Scott came to Exel in 2001 after serving as vice president, operations, for Webvan Group. Previously, he spent 12 years at McMaster-Carr Supply Company in several positions including director of physical distribution.
Scott graduated from the University of Pennsylvania with a Bachelor of Science in Industrial Systems Engineering. He is a member of the Consumer Healthcare Products Association and the Healthcare Distribution Management Association.
Jürgen has 17 years of management consulting experience advising multinational clients on Business Transformation, IT Strategy and Systems Integration. He has worked for multinationals in Europe and in the USA in Life Sciences (Roche, Novartis, Serono, Warner Lambert, Allergan) High Tech (Intel, Siemens, AEG) and Telecommunications (Deutsche Telekom).
Jürgen has a profound consulting leadership expertise with global management responsibility as board member at Lodestone and at Big 5 Consulting Company leading a strategic account. In addition he managed the pharmaceutical and technology strategy practice in Switzerland. He is recognized as a trusted adviser for his c-level clients in IT and Business.
Dean Hart serves as Executive Vice President of NanoGuardian, a division of NanoInk, Inc. A pharmaceutical industry veteran with over 25 years of experience, Mr. Hart most recently served as Senior Vice President Sales at Takeda Pharmaceuticals North America where he led a sales force numbering in excess of 2,500 in successfully meeting sales and profit goals. Prior to joining Takeda, he served as President of Sequest Technologies, a healthcare software company, and as National Sales Director for Eisai, Inc., where he built the sales organization and successfully launched Eisai’s first product in the U.S. pharmaceutical marketplace. Mr. Hart began his career at Bristol-Myers Squibb where he held positions of increasing responsibility in the sales and marketing departments. Mr. Hart received a B.S. degree in Business Management from Indiana University and a Masters of Business Administration degree from the Kellogg school of Management at Northwestern University.
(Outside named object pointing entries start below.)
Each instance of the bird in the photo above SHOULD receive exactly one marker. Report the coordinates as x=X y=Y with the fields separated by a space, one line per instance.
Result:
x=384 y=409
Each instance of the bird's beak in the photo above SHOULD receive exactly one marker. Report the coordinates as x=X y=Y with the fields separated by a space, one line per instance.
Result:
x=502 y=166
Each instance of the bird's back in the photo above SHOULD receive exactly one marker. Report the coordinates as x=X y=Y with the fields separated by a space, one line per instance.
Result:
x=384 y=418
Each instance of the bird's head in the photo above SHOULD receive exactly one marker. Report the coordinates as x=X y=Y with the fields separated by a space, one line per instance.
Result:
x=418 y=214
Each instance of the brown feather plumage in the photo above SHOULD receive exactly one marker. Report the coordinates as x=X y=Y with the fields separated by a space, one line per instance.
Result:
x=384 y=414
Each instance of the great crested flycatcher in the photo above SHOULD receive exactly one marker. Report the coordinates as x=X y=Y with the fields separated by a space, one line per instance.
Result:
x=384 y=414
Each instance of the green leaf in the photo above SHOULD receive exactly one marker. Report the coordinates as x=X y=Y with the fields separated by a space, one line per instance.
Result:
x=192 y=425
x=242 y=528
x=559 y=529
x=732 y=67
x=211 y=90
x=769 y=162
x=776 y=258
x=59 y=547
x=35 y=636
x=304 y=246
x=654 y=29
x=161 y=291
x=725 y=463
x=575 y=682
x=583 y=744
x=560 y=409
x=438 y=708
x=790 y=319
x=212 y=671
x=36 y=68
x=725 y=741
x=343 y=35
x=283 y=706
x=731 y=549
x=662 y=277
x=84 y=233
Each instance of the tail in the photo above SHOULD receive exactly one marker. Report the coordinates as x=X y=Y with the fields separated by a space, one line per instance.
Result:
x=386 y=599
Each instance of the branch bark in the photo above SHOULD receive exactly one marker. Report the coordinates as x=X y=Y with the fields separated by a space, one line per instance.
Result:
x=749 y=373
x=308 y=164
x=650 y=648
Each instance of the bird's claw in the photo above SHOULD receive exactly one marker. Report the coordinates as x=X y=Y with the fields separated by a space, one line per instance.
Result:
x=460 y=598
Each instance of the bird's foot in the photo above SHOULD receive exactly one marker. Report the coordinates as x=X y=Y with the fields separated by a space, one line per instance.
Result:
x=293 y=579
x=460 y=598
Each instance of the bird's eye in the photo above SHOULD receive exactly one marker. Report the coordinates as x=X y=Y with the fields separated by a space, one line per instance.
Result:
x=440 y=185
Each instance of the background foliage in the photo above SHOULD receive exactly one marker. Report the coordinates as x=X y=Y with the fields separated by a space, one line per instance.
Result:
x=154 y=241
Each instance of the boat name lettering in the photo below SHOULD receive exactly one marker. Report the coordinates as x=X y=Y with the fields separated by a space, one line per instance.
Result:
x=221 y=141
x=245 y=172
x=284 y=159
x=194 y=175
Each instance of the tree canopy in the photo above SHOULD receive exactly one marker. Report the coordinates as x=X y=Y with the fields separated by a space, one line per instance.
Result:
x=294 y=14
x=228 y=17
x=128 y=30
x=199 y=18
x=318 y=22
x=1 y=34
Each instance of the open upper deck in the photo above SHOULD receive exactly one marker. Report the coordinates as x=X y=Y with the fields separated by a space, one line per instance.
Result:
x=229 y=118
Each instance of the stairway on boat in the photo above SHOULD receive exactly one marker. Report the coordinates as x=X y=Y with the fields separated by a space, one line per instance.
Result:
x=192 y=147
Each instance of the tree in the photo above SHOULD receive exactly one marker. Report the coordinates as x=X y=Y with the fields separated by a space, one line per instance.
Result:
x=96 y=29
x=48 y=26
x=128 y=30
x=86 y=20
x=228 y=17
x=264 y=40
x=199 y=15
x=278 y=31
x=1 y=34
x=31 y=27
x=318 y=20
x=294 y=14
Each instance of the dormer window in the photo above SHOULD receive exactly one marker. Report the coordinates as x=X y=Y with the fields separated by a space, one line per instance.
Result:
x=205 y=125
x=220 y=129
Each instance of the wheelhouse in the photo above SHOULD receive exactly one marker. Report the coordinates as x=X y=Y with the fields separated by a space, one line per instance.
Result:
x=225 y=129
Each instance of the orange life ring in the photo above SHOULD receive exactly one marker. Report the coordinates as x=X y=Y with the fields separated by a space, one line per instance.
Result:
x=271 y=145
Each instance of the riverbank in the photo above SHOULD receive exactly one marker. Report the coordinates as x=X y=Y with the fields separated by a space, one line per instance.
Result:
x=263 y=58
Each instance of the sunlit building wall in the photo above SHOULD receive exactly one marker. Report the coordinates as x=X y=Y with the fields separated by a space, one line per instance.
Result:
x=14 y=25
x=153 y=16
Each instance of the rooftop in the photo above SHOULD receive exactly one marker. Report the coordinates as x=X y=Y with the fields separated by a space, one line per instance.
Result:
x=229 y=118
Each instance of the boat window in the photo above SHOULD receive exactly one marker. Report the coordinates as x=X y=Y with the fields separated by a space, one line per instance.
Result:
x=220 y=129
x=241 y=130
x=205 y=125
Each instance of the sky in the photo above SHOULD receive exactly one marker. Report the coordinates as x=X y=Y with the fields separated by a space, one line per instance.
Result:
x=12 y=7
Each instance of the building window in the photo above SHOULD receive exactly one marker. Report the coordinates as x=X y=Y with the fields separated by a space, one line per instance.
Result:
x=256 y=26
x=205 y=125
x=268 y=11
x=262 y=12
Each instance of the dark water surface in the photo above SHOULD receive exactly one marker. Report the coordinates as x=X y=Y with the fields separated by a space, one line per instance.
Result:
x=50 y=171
Pat Anderson has been with Take Supply Chain for over three years and has over 25 years experience in software product development, consulting, manufacturing, and supply chain management. He brings a wealth of industry knowledge and business acumen to Take Supply Chain.
Prior to joining Take Supply Chain, Pat held management positions in various manufacturing and distribution companies. His career has also including working with two of the “Big Six”, Computer Sciences Corporation and Oracle Corporation. He received his Bachelor of Science and Masters of Business Administration degrees from Eastern New Mexico University and resides in the Austin Texas area.
Nick Basta is founder and editor of Pharmaceutical Commerce, a recently launched business publication focused on business strategies for pharmaceutical marketing, distribution and reimbursement. The magazine is published by Healthcare Commerce Media Corp.
Nick has been involved with business publishing for over 25 years. Previously, he was Vice President, Editorial, at VerticalNet, Inc., one of the early business-to-business Internet startups, where he managed a staff of 55 editors overseeing 57 business and professional websites. Before that, he was a senior editor and business manager at McGraw-Hill Cos., where he analyzed engineering and technical issues on process manufacturing, information technology and other topics. Over his career, he has been a prolific writer on business and technology issues, including six books, and was an adjunct professor at the Columbia University School of Journalism and the New School for Social Research.